AGV’s limited-edition Valentino Rossi “Faces” helmet, a tribute to family members, close friends and his two dogs, inspired Fernandez. “Greg asked what I had in mind,” she said. ‘I want some gold—Dane liked gold; that was his theme—and I want the wolverine face. But I want the helmet to be about us.’”

Patricia Fernandez Off Axis Paint Arai VIR

“I’m glad Patricia likes the helmet,” Off Axis Paint’s Greg Stumpff said. “I just wanted to make it something that she can always hold onto and race with.”

Stumpff admitted he had never painted a “tribute” helmet. “I had never even met Dane, or Patricia, until today,” he said. “All the pictures that she sent me are decals. Every one had to be cut out and stuck on individually. To see all of the pictures and then actually meet her and hear the stories behind the pictures was cool.”

Stumpff gave Fernandez the helmet on Friday, May 17, but she refused to look at it until after qualifying. “I knew I was going to get upset,” she said. “But it’s beautiful. I love it. I think it’s good for at least a second.” In fact, Fernandez improved her best lap time from race one to race two at VIR by 0.989 seconds.

Fernandez knows future races will be difficult. “I have memories of Dane everywhere, places we would go. Right now, my life is a day at a time. I’m going to do the rest of the Superstock 600 season. I’m going to ride faster, and I’m going to do better.”

Fernandez intends to continue racing in Ireland at the Ulster Grand Prix, “the world’s fastest road race.” She also wants to be the first female to race the Macau GP.

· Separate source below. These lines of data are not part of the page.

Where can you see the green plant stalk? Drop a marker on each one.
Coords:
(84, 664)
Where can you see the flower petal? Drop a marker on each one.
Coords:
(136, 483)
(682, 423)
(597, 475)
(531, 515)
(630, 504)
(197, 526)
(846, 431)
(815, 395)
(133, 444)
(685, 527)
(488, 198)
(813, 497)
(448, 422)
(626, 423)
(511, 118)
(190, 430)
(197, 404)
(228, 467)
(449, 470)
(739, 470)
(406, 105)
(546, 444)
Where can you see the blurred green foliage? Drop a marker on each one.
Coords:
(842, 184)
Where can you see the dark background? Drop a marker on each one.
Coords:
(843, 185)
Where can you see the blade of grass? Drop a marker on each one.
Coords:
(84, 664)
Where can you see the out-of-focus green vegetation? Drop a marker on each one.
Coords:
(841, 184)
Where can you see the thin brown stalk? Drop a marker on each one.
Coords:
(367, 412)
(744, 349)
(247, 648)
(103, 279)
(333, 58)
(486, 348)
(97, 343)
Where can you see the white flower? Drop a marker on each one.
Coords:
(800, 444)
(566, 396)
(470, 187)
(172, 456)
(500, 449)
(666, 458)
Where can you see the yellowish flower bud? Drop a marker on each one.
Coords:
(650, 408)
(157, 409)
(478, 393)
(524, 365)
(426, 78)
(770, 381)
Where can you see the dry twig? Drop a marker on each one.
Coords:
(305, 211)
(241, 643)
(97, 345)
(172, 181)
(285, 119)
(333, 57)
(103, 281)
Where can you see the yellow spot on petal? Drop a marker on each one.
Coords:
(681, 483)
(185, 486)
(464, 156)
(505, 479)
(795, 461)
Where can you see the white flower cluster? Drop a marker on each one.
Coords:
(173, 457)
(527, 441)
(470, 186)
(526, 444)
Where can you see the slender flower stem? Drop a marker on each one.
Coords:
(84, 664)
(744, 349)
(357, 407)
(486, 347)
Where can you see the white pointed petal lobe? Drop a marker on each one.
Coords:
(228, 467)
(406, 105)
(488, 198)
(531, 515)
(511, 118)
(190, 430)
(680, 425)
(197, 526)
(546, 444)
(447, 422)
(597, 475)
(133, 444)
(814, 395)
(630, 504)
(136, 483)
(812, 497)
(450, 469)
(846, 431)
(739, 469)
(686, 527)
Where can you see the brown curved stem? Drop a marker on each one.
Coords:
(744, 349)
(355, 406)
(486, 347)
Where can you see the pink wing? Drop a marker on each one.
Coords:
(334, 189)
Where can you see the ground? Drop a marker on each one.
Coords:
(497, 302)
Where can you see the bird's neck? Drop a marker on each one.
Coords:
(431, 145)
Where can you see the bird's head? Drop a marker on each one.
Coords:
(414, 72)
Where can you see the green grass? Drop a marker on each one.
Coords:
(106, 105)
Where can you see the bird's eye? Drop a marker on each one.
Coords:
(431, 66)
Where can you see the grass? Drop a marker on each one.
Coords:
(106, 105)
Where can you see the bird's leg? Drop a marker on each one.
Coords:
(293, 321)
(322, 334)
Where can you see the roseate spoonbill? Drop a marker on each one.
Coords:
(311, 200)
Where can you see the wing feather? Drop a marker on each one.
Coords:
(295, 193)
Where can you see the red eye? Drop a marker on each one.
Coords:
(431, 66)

“All of this has changed my perception on things,” she said. “About eight weeks ago, I could have told you what I was doing for the rest of my life. Dane and I were planning our wedding on the way down to Daytona. Life was perfect.

“I’m just going to keep riding and see what happens. I won the Sunoco ‘Go the Distance’ award last year. I’ve raced in three countries, and I keep getting better, I think, just for the love of being on a motorcycle.

“If I can beat my fastest time and overcome my challenges then I’ve already won.”